A two matter theory- one comprising the gross physical world and the other as finer quantum level stuff of the mind- changes everything. Two types of matter would end a great deal of confusion about the measuring of “impossible” macroscopic properties of alien technology. And what if the higher powers we see in UFOs are extrapolations of our own latent bio-capabilities?

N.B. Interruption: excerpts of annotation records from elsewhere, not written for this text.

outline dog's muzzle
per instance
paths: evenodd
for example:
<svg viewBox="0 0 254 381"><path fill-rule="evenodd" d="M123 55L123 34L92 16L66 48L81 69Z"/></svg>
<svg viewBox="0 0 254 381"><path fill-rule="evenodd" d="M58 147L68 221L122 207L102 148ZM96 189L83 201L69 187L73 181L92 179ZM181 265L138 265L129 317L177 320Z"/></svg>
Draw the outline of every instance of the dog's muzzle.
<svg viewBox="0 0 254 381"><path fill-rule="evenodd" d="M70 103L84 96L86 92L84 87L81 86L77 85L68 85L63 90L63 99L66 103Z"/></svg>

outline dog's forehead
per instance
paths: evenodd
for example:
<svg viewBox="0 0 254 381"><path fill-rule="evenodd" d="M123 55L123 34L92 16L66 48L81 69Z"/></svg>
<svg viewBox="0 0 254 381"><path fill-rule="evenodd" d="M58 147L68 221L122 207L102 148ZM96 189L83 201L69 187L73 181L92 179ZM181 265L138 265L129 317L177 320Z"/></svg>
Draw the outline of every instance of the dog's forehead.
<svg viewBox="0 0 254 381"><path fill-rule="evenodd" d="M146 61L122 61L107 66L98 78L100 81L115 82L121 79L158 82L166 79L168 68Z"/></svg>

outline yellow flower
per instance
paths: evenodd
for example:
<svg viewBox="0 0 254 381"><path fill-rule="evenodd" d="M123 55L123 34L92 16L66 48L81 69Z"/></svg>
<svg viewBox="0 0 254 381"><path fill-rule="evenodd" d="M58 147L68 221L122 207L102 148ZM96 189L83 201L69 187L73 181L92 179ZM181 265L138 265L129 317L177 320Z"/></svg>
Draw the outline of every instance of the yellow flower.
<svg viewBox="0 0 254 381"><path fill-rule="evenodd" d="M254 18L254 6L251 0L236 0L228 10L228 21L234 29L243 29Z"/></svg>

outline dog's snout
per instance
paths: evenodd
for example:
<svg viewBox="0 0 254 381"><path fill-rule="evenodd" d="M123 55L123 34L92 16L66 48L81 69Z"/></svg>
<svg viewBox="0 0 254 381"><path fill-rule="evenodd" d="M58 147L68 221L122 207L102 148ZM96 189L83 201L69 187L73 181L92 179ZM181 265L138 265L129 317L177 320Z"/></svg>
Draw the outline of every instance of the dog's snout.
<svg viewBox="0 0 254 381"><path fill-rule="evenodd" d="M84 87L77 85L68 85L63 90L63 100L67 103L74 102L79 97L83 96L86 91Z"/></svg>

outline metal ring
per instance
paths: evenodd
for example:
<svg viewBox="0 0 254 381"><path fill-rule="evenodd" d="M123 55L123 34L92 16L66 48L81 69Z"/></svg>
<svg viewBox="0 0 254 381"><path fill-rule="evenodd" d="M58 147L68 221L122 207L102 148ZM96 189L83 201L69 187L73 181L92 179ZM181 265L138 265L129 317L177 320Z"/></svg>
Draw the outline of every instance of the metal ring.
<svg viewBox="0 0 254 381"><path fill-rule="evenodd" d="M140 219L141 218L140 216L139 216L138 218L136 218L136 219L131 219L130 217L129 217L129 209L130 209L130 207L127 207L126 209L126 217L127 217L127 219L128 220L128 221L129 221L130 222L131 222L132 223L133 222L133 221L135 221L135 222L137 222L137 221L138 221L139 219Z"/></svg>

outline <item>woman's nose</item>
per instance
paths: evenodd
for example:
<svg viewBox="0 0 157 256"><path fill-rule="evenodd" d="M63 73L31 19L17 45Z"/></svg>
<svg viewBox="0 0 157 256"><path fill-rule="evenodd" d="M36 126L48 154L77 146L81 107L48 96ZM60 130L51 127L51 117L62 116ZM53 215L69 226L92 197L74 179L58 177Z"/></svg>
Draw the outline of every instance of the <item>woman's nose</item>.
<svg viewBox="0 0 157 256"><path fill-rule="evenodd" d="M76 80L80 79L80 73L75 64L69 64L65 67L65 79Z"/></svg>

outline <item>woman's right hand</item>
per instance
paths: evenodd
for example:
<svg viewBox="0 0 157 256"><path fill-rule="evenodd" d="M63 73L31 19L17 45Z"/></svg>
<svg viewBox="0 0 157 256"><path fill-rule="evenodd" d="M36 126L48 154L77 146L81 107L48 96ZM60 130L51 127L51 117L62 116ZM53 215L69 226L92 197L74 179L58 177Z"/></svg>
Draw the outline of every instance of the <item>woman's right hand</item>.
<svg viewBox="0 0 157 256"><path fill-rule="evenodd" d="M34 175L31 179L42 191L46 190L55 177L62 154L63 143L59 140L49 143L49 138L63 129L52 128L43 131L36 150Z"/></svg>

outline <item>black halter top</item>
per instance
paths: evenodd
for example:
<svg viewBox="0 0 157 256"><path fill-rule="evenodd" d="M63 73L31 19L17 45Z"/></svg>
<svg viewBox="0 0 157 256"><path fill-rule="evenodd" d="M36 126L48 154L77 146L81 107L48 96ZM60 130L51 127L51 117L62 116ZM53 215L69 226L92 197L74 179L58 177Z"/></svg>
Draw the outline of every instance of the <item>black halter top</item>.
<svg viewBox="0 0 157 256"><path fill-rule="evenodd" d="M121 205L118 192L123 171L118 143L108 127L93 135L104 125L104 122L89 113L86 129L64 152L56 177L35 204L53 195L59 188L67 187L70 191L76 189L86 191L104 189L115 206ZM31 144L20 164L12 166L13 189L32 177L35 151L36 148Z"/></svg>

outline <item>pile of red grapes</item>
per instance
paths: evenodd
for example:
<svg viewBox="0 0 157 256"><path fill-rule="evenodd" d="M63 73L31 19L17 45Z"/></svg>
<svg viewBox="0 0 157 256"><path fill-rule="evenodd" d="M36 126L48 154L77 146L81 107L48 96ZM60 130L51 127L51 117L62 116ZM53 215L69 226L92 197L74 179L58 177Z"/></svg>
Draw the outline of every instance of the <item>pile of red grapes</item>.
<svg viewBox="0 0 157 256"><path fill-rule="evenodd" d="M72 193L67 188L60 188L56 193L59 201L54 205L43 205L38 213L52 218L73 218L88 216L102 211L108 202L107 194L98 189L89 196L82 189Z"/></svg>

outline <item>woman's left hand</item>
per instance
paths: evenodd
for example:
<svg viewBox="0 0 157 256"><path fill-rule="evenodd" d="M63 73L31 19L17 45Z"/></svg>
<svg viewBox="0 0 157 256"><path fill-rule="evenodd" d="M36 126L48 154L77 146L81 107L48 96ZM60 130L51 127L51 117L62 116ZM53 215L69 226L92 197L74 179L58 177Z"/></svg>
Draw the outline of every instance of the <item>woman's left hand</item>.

A battle is raging. Will a carbon-based intelligence remain natural to humans? Will we keep our ecology balanced as a proof of actual, higher intelligence? Or has the allure of silicon-based intelligence already passed the point of no return?
There’s urgency behind the physicists’ cry for help. If we don’t recognize what’s what, our branch of human history is all but toast. That’s why finding this missing glue now extends to recreational thinkers of all stripes. I, for one, am starting at the simplest level of complexity we can assume for these two different kinds of matter. Make them identical except that matter in the A2 (as visible cosmos) exists in an incompressionable state while A1 (quantum matter as mental space) does not.
The physical universe is said to be infinitely expanding outwards. Is there a corresponding and counter-collapsing internal infinity we can to add to the mix to chart a new direction for science? Can we join Edward Lorenz’s discovery of the Butterfly Effect, to Feigenbaum’s calculation of a universal constant, and to Bennoit Mandelbrot’s concept of fractals, to plot an internalized geometry of information as reflected in our own perceptions of nature?